Vendredi, une « opération coordonnée d'envergure » en « plusieurs points de la zone potentielle de disparition » a permis de mener « des actes de police technique et scientifique sur plusieurs véhicules ciblés par l'enquête », avait indiqué dans un précédent communiqué Aline Clérot. « Ces actes d'investigations se poursuivront dans les heures qui viennent », avait ajouté la magistrate, sans préciser si ces fouilles avaient permis la découverte d'indices.

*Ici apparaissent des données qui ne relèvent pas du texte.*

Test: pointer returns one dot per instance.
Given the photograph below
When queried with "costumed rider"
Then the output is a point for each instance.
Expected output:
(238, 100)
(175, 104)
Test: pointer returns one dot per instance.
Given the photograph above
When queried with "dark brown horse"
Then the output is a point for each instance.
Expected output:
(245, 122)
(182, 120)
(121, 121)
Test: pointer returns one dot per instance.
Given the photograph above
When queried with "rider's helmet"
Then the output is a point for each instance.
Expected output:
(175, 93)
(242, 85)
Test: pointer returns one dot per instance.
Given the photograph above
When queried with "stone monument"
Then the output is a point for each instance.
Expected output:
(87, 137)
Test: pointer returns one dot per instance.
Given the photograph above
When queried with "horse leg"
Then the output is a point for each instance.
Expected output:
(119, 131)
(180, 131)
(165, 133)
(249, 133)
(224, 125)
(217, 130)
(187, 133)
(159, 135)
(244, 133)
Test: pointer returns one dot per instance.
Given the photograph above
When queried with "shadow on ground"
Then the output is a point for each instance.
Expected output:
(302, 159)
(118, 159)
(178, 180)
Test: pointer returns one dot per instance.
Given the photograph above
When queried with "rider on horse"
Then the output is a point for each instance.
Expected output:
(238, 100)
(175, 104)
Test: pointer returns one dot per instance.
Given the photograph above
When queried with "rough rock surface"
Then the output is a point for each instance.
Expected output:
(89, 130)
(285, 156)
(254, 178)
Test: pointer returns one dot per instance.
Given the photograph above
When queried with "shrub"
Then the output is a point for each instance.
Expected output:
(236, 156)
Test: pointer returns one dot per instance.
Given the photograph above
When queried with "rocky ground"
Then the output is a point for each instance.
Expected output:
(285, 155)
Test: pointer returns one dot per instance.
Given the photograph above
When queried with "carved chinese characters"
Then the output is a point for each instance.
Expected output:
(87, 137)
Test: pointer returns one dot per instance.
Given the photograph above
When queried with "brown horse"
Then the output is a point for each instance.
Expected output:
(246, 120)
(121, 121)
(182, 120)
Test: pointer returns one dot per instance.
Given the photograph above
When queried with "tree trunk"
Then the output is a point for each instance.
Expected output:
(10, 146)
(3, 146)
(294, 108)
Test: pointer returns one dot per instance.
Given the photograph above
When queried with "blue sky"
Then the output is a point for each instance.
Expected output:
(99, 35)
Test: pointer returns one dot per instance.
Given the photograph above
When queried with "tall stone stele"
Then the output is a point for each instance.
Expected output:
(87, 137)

La gendarmerie « est particulièrement mobilisée pour retrouver la jeune fille », a assuré samedi sur X (ex-Twitter) la porte-parole du ministère de l'Intérieur, Camille Chaize. Entre six et dix véhicules, selon le quotidien régional Les Dernières Nouvelles d'Alsace (DNA) et Le Parisien, ont été fouillés vendredi. Des fouilles visant notamment « des propriétaires de Renault Clio de couleur sombre », selon le journal alsacien. Des maisons, une supérette ainsi que la déchèterie de Saint-Blaise-la-Roche ont aussi été inspectées, selon les DNA.

Deux nouveaux témoignages clés

Relayé samedi par Le Parisien, le témoignage d'une adolescente de 15 ans et de son père, également domiciliés à Plaine, pourrait étayer le scénario, pour l'heure non confirmé, d'un véhicule dans lequel Lina aurait pu, volontairement ou non, monter. Les deux témoins évoquent ainsi la présence le lundi soir avant la disparition d'un homme conduisant une « voiture grise » : selon le père, il aurait klaxonné sa fille qui l'a aussitôt appelé « en panique ».

Le jeudi suivant, « vers 6 heures du matin », la même voiture se serait arrêtée à hauteur de l'adolescente et le conducteur aurait « commencé à sortir du véhicule », la poussant à fuir, ont-ils encore indiqué au Parisien. Selon le père, sa fille a été auditionnée par les gendarmes.

Outre un grand élan de solidarité – les battues citoyennes ont réuni plusieurs centaines de personnes –, la disparition de Lina a aussi suscité des rumeurs sur les réseaux sociaux visant notamment Tao, son petit ami de 19 ans, comparé par certains à Jonathann Daval, condamné en 2020 à 25 ans de réclusion pour le meurtre de sa femme Alexia après avoir publiquement pleuré sa disparition.

Fanny, la mère de Lina, a pris cette semaine la défense du jeune homme sur TF1 : « Ce n'est plus possible, je ne peux pas laisser faire. Tao souffre », a-t-elle lancé, visiblement très éprouvée. « Toutes les méchancetés, on n'en veut pas », a-t-elle de nouveau déclaré samedi aux DNA. « J'ai de l'espoir, je ne lâche rien ! » a ajouté cette infirmière, séparée du père de sa fille.